Myseum’s innovative social media platform brings a fresh and needed approach to digital media and content management, allowing users to create a digital legacy that makes it easier to share both today, and with future generations. Backed by patented technology and proprietary software, the multi-tiered social media ecosystem enables individuals, families, and other groups to store and share digital content such as messages, photos, videos, and documents within a highly secure and private family library.
The Company also operates the DatChat Messenger & Private Social Network, which presents technology that allows users to change how long their messages can be viewed before or after users send them, prevents screenshots, and hides encrypted photos in plain sight on camera rolls. The patented technology offers users a traditional texting experience while providing control and security for their messages. With the DatChat Messenger, a user can decide how long their messages last on a recipient’s device while feeling secure that at any time, and delete individual messages or entire message threads, making it like the conversation never happened.

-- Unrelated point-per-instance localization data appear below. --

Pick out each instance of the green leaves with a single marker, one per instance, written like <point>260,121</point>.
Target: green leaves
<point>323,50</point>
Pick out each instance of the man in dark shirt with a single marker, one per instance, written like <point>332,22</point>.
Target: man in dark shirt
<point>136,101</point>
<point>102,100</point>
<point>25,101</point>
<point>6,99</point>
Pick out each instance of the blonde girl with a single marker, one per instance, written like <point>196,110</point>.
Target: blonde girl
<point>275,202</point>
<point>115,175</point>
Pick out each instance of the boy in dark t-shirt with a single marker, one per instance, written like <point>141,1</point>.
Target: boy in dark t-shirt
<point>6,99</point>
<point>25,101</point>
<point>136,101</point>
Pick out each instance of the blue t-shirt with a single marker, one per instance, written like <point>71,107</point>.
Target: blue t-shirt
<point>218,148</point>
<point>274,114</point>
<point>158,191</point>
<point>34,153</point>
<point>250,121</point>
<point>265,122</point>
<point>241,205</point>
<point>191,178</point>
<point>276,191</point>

Notice Regarding Forward-Looking Statements
The information contained herein includes forward-looking statements within the meaning of Section 21E of the Securities Exchange Act of 1934, as amended, and Section 27A of the Securities Act of 1933, as amended. Forward-looking statements generally include statements that are predictive in nature and depend upon or refer to future events or conditions, and include words such as “may,” “will,” “should,” “would,” “expect,” “plan,” “believe,” “intend,” “look forward,” and other similar expressions among others. These statements relate to future events or to the Company’s future financial performance, and involve known and unknown risks, uncertainties and other factors that may cause the Company’s actual results to be materially different from any future results, levels of activity, performance or achievements expressed or implied by these forward-looking statements. You should not place undue reliance on forward-looking statements since they involve known and unknown risks, uncertainties and other factors which are, in some cases, beyond the Company’s control and which could, and likely will, materially affect actual results, levels of activity, performance or achievements. Any forward-looking statement reflects the Company’s current views with respect to future events and is subject to these and other risks, uncertainties and assumptions relating to the Company’s operations, results of operations, growth strategy and liquidity. More detailed information about the Company and the risk factors that may affect the realization of forward-looking statements is set forth in the Company’s most recent Annual Report on Form 10-K and other filings with the Securities and Exchange Commission. Investors and security holders are urged to read these documents free of charge on the SEC’s website at http://www.sec.gov. Except as may be required by applicable law, The Company assumes no obligation to publicly update or revise these forward-looking statements for any reason, or to update the reasons actual results could differ materially from those anticipated in these forward-looking statements, whether as a result of new information, future events or otherwise.